MCP Tools Should Handle Complete Workflows, Not Mirror APIs

PLUS - OpenAI Launches GPT-5-Codex for Advanced Coding

Sep 22, 2025

Welcome back to AlteredCraft's Delta Notes! Thank you for joining us as we explore the latest developments reshaping AI and software engineering. This edition dives into OpenAI's GPT-5-Codex launch for advanced coding, Meta's compact reasoning models that outperform giants, and crucial insights on why MCP tools should handle complete workflows rather than mirror APIs. Let's discover what's next.

TUTORIALS & CASE STUDIES

Optimize Claude Code for Domain-Specific Libraries

Estimated read time: 13 min

LangChain engineers discovered that combining concise Claude.md guides with documentation tools yields the best results when customizing Claude Code for domain-specific libraries. Their experiments showed that high quality, condensed information combined with tools outperformed raw documentation access alone. The team shares their evaluation framework, test results across LangGraph tasks, and practical takeaways for developers building coding agents for custom libraries.

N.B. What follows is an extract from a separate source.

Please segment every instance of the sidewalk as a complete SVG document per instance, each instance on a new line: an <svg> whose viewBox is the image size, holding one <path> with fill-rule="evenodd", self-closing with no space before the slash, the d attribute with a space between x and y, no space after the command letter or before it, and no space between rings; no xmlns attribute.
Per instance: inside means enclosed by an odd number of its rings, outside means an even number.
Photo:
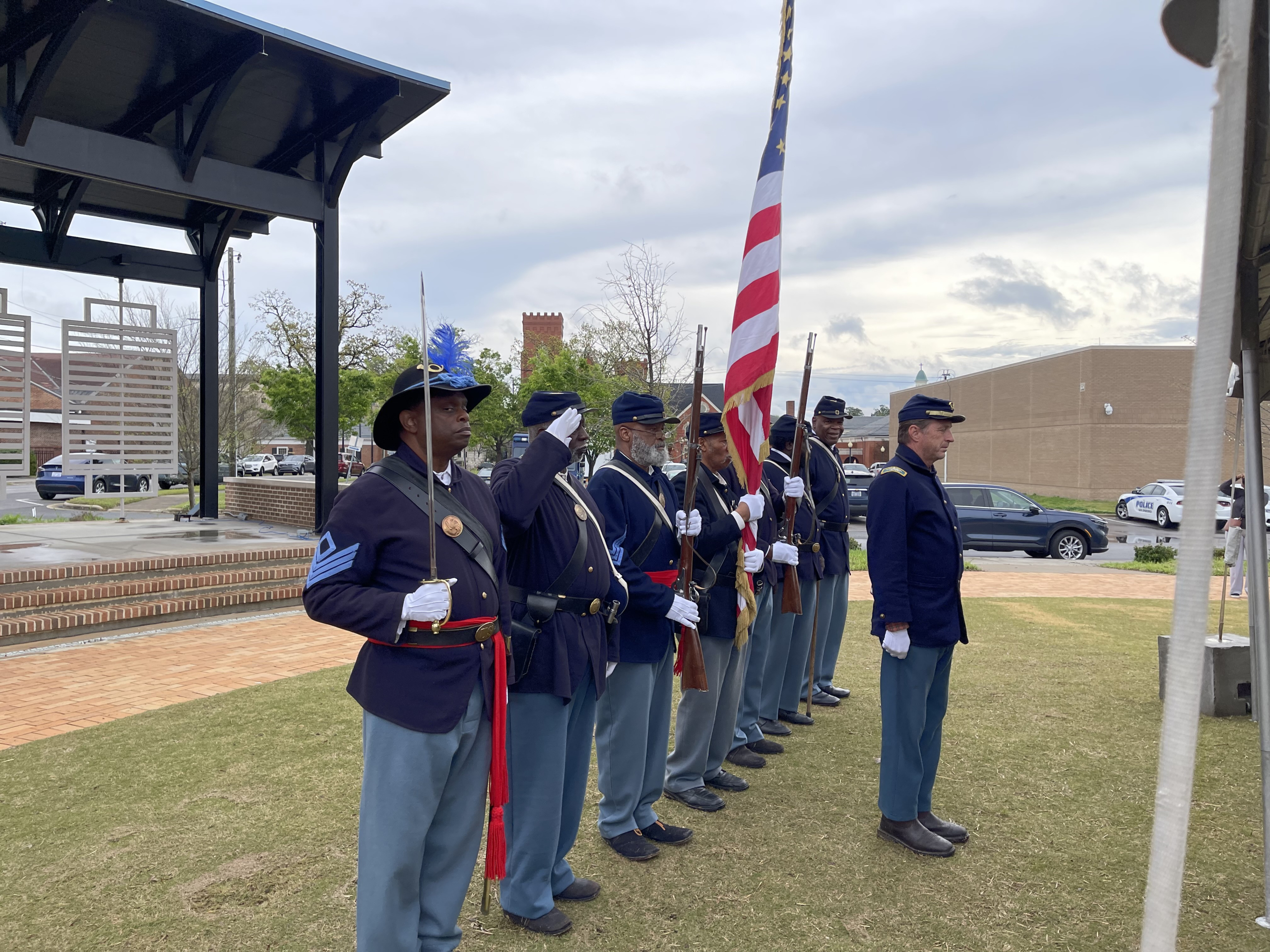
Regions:
<svg viewBox="0 0 1270 952"><path fill-rule="evenodd" d="M1213 597L1220 595L1213 579ZM966 598L1171 599L1172 575L966 572ZM851 600L872 598L851 576ZM155 633L0 656L0 749L235 688L352 664L362 638L302 612L192 623Z"/></svg>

MCP Tools Should Handle Complete Workflows, Not Mirror APIs

Estimated read time: 4 min

Vercel explains why wrapping existing APIs for Model Context Protocol (MCP) fails: LLMs lack persistent state between conversations. Instead of exposing multiple low-level operations, developers should create single workflow-based tools that handle complete user intentions. This approach dramatically improves reliability and reduces orchestration complexity for AI agents.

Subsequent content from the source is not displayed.